We did not invade Iraq to take the oil. We are not trading blood for oil, but conspiracy buffs have been saying we did for years now. I think we now have definitive proof that these guys were wrong. As I reread my note from yesterday, I realized the proof was before us. I even mentioned it, but I cannot resist expanding a bit.
War opponents have changed arguments. They now acknowledge that we are achieving success in Iraq. All that talk about defeat, so common last year, is gone. Now they are complaining that it costs too much. They also point out that Iraq is rich enough to pay for its own reconstruction. They have a point on both issues. But consider the implications.
If you call upon Iraqis to pay more, you have to assume they CAN. What does this say about your confidence in the capacity of the Iraqi government and economy? You cannot simultaneously believe that Iraqi is collapsing into ruin and that they can afford to pay billions of dollars. The other thing that it says is that this was not a war for oil. If CF went in to take the oil, we would not have to worry about asking the Iraqis to pay more of their own way. It would be like somebody robbing a liquor store, not taking any money and in fact using his own money to help fix the place up. I don’t think we would call that a robbery.

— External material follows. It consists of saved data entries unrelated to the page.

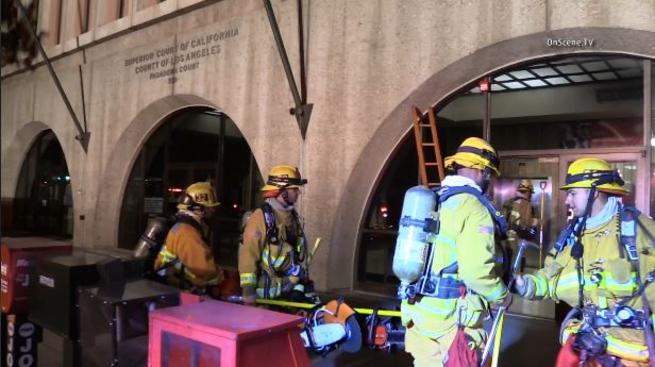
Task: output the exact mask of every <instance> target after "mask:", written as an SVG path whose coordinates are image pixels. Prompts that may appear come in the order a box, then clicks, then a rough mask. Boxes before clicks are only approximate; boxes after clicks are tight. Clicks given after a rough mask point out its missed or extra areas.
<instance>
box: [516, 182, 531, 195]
mask: <svg viewBox="0 0 655 367" xmlns="http://www.w3.org/2000/svg"><path fill="white" fill-rule="evenodd" d="M516 191H520V192H529V193H531V194H534V186H532V181H530V180H521V182H520V183H519V184H518V186H516Z"/></svg>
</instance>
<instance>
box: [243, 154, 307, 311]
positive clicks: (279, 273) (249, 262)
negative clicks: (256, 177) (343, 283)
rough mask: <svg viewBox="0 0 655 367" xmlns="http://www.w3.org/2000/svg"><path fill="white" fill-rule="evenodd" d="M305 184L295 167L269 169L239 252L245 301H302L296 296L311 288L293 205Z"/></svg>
mask: <svg viewBox="0 0 655 367" xmlns="http://www.w3.org/2000/svg"><path fill="white" fill-rule="evenodd" d="M306 183H307V180H306V179H303V178H302V177H301V176H300V171H298V168H296V167H293V166H289V165H278V166H275V167H273V168H272V169H271V171H270V173H269V175H268V180H267V181H266V185H265V186H264V187H263V188H262V189H261V191H262V194H263V197H264V203H263V204H262V206H261V207H260V208H258V209H256V210H255V211H254V212H253V213H252V215H251V216H250V218H248V222H247V223H246V227H245V229H244V232H243V244H242V247H241V249H240V251H239V276H240V284H241V288H242V290H243V294H242V295H243V301H244V303H246V304H253V303H255V300H256V298H270V299H273V298H280V297H285V298H291V299H294V300H303V299H302V298H303V297H300V296H299V295H304V294H305V292H309V291H310V289H306V288H305V286H311V282H310V281H309V280H308V275H307V269H306V261H307V246H306V243H305V241H306V240H305V234H304V232H303V227H302V224H301V221H300V218H299V216H298V213H297V212H296V210H295V207H294V205H295V204H296V202H297V200H298V198H299V197H300V187H301V186H303V185H305V184H306ZM299 298H300V299H299Z"/></svg>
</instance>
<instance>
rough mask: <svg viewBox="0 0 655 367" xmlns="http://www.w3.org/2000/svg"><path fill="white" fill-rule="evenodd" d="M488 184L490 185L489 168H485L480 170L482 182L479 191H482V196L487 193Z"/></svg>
mask: <svg viewBox="0 0 655 367" xmlns="http://www.w3.org/2000/svg"><path fill="white" fill-rule="evenodd" d="M489 183H491V172H490V170H489V168H485V169H484V170H482V182H481V183H480V189H481V190H482V193H483V194H484V193H485V192H487V189H488V188H489Z"/></svg>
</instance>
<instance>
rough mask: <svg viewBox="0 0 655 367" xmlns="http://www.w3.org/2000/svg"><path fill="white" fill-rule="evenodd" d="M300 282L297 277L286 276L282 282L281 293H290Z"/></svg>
mask: <svg viewBox="0 0 655 367" xmlns="http://www.w3.org/2000/svg"><path fill="white" fill-rule="evenodd" d="M299 281H300V278H298V277H297V276H287V277H284V279H283V280H282V293H288V292H291V291H292V290H293V289H295V287H296V285H297V284H298V282H299Z"/></svg>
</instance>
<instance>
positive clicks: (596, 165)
mask: <svg viewBox="0 0 655 367" xmlns="http://www.w3.org/2000/svg"><path fill="white" fill-rule="evenodd" d="M592 185H596V189H597V190H598V191H601V192H605V193H608V194H614V195H627V194H628V190H626V189H625V188H624V187H623V185H624V181H623V178H622V177H621V174H620V173H619V172H618V171H617V170H615V169H612V166H610V164H609V163H608V162H607V161H606V160H604V159H600V158H580V159H577V160H575V161H574V162H573V163H571V164H570V165H569V169H568V171H567V172H566V184H565V185H564V186H562V187H560V190H568V189H573V188H583V189H590V188H591V186H592Z"/></svg>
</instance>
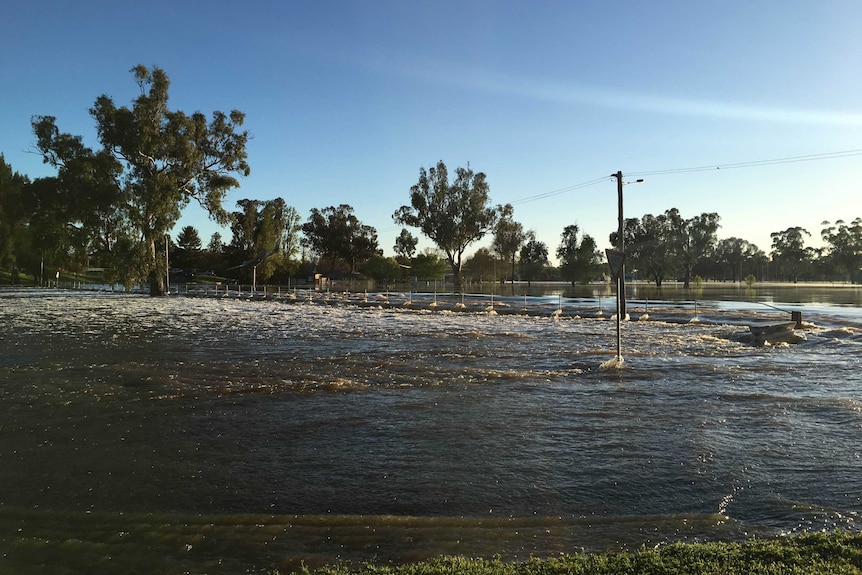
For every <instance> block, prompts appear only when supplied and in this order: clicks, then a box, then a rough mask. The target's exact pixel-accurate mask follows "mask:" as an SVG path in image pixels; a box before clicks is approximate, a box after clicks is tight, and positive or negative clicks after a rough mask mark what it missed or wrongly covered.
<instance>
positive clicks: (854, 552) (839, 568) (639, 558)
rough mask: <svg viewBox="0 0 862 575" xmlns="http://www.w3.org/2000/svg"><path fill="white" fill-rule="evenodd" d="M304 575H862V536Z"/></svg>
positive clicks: (398, 567) (807, 535) (426, 561)
mask: <svg viewBox="0 0 862 575" xmlns="http://www.w3.org/2000/svg"><path fill="white" fill-rule="evenodd" d="M299 573H301V574H303V575H372V574H374V575H454V574H458V575H563V574H565V575H683V574H685V575H787V574H792V575H862V534H859V533H857V534H850V533H846V532H831V533H812V534H805V535H797V536H793V537H782V538H777V539H752V540H749V541H747V542H744V543H724V542H708V543H674V544H669V545H661V546H658V547H656V548H646V547H642V548H641V549H640V550H638V551H634V552H625V551H618V552H605V553H587V552H584V553H574V554H570V555H563V556H560V557H553V558H548V559H540V558H531V559H529V560H527V561H523V562H515V563H509V562H504V561H502V560H500V559H499V558H497V559H470V558H465V557H442V558H439V559H433V560H430V561H426V562H420V563H412V564H407V565H397V566H378V565H373V564H370V563H369V564H365V565H363V566H361V567H359V568H351V567H348V566H333V567H324V568H321V569H316V570H313V571H309V570H308V569H303V570H301V571H300V572H299Z"/></svg>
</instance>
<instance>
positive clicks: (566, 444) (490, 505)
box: [0, 290, 862, 573]
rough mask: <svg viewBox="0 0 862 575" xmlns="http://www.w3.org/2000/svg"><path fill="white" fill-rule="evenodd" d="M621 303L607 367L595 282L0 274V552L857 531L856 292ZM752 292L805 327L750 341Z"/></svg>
mask: <svg viewBox="0 0 862 575" xmlns="http://www.w3.org/2000/svg"><path fill="white" fill-rule="evenodd" d="M631 298H632V299H631V300H630V302H629V311H630V313H631V314H632V321H628V322H623V324H622V329H623V351H624V353H623V355H624V358H625V364H624V365H625V366H624V368H623V369H610V370H607V369H600V365H601V364H602V363H603V362H607V361H608V360H609V359H612V358H613V356H614V354H615V346H616V331H615V322H614V321H609V319H608V318H609V315H610V313H612V311H613V306H614V302H613V300H607V301H605V298H604V296H602V295H598V296H596V297H593V295H591V294H582V295H579V296H577V297H575V296H572V297H569V296H566V297H563V296H562V295H556V296H555V295H554V294H551V295H548V296H545V297H543V298H528V299H527V300H524V298H523V297H520V296H514V297H509V298H501V297H500V296H497V297H495V298H494V299H493V301H492V300H491V299H490V298H489V297H488V296H481V297H480V296H476V297H475V298H473V299H470V298H467V299H466V304H467V310H466V311H454V310H455V309H456V305H457V303H460V302H459V301H458V300H457V298H451V297H449V298H447V297H444V296H433V294H425V295H410V294H406V295H405V294H389V298H388V299H385V297H384V295H383V294H381V295H379V296H378V295H377V294H375V295H373V296H370V297H368V298H367V299H368V301H367V302H366V301H364V300H365V299H366V298H365V297H362V298H361V299H359V298H358V297H356V296H354V297H352V298H350V299H351V301H350V302H347V301H345V300H346V299H348V298H346V297H344V296H340V299H339V296H338V295H337V294H331V296H330V298H329V299H323V298H322V297H314V298H313V299H311V300H310V301H308V300H306V299H303V298H302V297H299V298H297V299H296V300H293V299H289V298H286V297H284V298H281V299H267V300H261V299H251V298H250V297H249V296H248V294H245V295H244V296H243V297H235V296H231V297H219V298H192V297H170V298H160V299H153V298H149V297H146V296H135V295H119V294H104V293H75V292H60V291H27V290H25V291H9V290H7V291H0V320H2V325H3V328H2V330H0V547H2V557H0V567H3V570H9V571H13V572H16V573H92V572H100V573H114V572H116V573H152V572H166V573H182V572H190V573H235V572H239V571H241V572H245V571H247V570H248V571H250V572H266V571H267V570H269V569H274V568H280V569H282V570H284V571H286V570H289V569H291V568H296V567H297V566H299V565H300V562H305V564H306V565H312V566H313V565H319V564H322V563H327V562H329V563H331V562H335V561H337V560H347V561H359V562H361V561H366V560H372V559H375V560H377V561H380V562H389V561H393V562H399V561H406V560H417V559H422V558H427V557H432V556H436V555H439V554H454V553H459V554H465V555H471V556H475V555H483V556H492V555H494V554H500V555H501V556H502V557H504V558H506V559H516V558H525V557H527V556H529V555H531V554H532V555H540V556H547V555H552V554H555V553H560V552H565V551H572V550H577V549H581V548H585V549H608V548H621V547H637V546H639V545H641V544H648V545H655V544H657V543H661V542H669V541H677V540H705V539H726V540H738V539H742V538H745V537H747V536H750V535H755V534H756V535H760V536H772V535H778V534H790V533H796V532H800V531H808V530H819V529H823V528H834V527H842V528H845V529H850V530H858V529H859V527H860V524H862V523H860V518H859V513H860V511H862V473H860V472H862V450H860V447H859V446H860V445H862V376H860V363H862V360H860V358H862V314H860V308H859V307H855V306H853V305H835V304H834V303H832V302H820V303H818V302H808V303H799V302H794V301H781V300H772V301H771V302H769V303H770V305H772V306H773V307H768V306H765V305H762V304H761V303H758V302H757V300H756V298H755V299H753V300H752V301H748V302H744V301H739V300H732V299H725V298H722V297H715V298H713V299H705V300H704V301H700V302H699V303H698V304H697V307H696V308H695V305H694V302H693V301H685V300H683V299H674V298H669V299H666V300H654V299H652V298H649V299H647V298H638V297H637V296H636V295H635V294H633V295H632V296H631ZM435 302H436V304H437V306H436V307H434V303H435ZM408 304H409V305H408ZM776 307H777V308H780V309H791V308H792V309H794V310H799V309H801V310H803V312H804V314H803V315H804V318H805V321H806V326H805V329H804V331H803V332H804V335H805V337H806V339H805V341H803V342H802V343H800V344H797V345H787V344H777V345H768V346H764V347H754V346H752V345H751V344H750V343H748V342H747V341H746V333H747V327H746V325H747V323H750V322H752V321H773V320H778V319H781V320H784V319H786V314H784V313H783V312H779V311H778V310H777V309H775V308H776ZM525 308H528V310H527V313H526V314H525V313H523V311H524V309H525ZM555 312H556V314H555ZM555 316H556V317H555ZM642 316H643V317H642ZM639 318H640V319H639Z"/></svg>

I am just getting sick of this war for oil crap. It is juvenile. Let me explain. There is no doubt that w/o oil we would have been unlikely to have a strong interest in this country or region. But that does not make it a war FOR oil. Oil in a resource that allows those who control it to wield power. If you have a tyrant in a poor country, he is a local menace. Somebody like Robert Mugabe is a good example. W/o the big money provided by a resource like oil, guys like Osama bin Laden and his followers would just be a nutty bunch of desert bandits. Add oil to the equation – lots of oil – and you get lots of trouble. A local psychopath can become a global threat when you inject the steroids of oil wealth. In some ways, therefore, the war is about oil but not for oil. That distinction is very important.
The oil curse is also the curse of easy and generally unearned wealth. It tends to corrupt the recipients and it can make them dangerous. This is a variation on the point and don’t want to belabor it. Those who know me understand that I sometimes can rant a bit, but now that rhetoric has changed from defeat in Iraq to success in Iraq is costing too much – and that Iraq can and should pay more – it should at least let us dispense with one of the more annoying pieces of disinformation. There was no war for oil.